DoorDash stock staged a dramatic turnaround in after-hours trading, falling 7% just after reporting earnings and revenue that missed Wall Street estimates on Wednesday, but then reversing those losses and climbing 14%.

The company reported fourth-quarter adjusted earnings of 48 cents a share on revenue of $3.96 billion. Analysts surveyed by FactSet expected the company to report earnings of 59 cents a share on revenue of $3.99 billion.

It wasn't all bad news for DoorDash. Earnings were up from last year's 33 cents a share and revenue jumped 38% from the prior year's $2.87 billion.

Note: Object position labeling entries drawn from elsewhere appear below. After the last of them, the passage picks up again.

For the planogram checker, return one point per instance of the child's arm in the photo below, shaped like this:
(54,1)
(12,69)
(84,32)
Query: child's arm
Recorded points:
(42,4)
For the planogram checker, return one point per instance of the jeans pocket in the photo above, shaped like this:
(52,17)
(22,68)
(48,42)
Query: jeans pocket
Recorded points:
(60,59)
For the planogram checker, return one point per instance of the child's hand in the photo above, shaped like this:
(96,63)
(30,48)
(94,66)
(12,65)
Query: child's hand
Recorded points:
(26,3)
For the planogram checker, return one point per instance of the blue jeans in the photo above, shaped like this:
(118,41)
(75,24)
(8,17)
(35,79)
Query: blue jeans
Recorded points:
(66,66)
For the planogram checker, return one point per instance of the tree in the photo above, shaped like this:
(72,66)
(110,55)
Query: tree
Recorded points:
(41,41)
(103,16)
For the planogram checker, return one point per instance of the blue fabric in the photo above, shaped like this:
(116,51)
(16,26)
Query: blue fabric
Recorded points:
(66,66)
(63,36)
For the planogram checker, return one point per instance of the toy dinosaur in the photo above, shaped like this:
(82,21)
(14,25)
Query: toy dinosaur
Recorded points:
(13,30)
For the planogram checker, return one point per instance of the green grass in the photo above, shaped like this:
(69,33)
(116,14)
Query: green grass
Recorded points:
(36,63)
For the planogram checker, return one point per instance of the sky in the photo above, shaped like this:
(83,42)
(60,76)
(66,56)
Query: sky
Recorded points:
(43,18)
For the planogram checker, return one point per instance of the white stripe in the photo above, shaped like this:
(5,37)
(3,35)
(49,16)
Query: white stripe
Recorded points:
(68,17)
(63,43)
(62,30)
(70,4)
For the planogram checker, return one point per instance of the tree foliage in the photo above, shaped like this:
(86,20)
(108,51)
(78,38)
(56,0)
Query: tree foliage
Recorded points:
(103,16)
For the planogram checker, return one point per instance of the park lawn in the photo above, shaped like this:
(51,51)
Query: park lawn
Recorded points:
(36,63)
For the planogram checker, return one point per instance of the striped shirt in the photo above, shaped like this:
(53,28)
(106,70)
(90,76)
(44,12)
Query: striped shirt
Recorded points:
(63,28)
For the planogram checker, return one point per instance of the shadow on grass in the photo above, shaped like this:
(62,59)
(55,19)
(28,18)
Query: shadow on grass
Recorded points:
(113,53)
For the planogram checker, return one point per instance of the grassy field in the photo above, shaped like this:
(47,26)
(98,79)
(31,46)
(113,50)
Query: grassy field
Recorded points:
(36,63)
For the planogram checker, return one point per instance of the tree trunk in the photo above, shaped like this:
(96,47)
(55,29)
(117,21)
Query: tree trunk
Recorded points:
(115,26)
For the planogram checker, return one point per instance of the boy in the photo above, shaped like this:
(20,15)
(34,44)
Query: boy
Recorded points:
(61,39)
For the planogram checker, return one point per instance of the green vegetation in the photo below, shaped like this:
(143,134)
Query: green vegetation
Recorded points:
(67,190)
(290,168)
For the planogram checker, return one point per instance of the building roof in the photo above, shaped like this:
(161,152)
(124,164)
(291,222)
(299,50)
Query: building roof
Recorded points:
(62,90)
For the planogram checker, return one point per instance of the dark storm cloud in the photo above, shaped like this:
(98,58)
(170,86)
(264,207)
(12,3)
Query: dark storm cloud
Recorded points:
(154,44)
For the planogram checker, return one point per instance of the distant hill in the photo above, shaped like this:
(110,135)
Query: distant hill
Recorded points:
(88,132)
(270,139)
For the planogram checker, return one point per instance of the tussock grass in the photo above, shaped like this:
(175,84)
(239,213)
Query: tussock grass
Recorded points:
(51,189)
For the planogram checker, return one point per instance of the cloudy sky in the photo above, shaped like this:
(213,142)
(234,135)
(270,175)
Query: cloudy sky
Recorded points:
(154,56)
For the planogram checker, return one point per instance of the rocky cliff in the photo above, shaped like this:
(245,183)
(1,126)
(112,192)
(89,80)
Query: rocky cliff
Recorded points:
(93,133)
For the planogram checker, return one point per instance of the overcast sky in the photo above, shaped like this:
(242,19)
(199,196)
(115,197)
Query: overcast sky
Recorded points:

Fourth-quarter gross order value, or the total dollar value of orders completed, including taxes, tips, and consumer fees, rose 39% to $29.7 billion. That came in above Wall Street estimates of $29.2 billion.

DoorDash also said it expects first-quarter gross order value to be between $31 billion to $31.8 billion, which is higher than analyst estimates of $30.8 billion.

DoorDash stock has fallen 19% over the past 12 months and 28% since its previous earnings report released Nov. 5. It was up 6.8% during regular trading on Wednesday.

In November, DoorDash said it planned on investing several hundred million dollars more in new initiatives and platform development in 2026 compared with 2025. Some of the investment was planned for building autonomous delivery vehicles and updating the tech that powers DoorDash's apps. This increased spending spooked investors.

CEO Tony Xu said in a letter to shareholders on Wednesday that some of that spending is going toward combining the company's three different tech platforms -- DoorDash, Deliveroo, and Wolt -- into one.

"This is a massive and expensive undertaking and honestly one you shouldn't do if you thought your best days were behind you," Xu said. "On the contrary, one of the lessons we've learned in building DoorDash is that to build systems that endure, you must also think and invest in the long term."

Another risk to DoorDash that Wall Street is paying attention to is competition. Delivery apps like Maplebear's Instacart and Uber Technologies' Uber Eats give consumers multiple options for food delivery. Competition also continues to grow, as Amazon.com expands its same-day grocery delivery.

Still, many analysts like DoorDash stock. Of the 50 analysts surveyed by FactSet, 38 say the stock is a Buy, 12 say it's a Hold, and none say it's a Sell.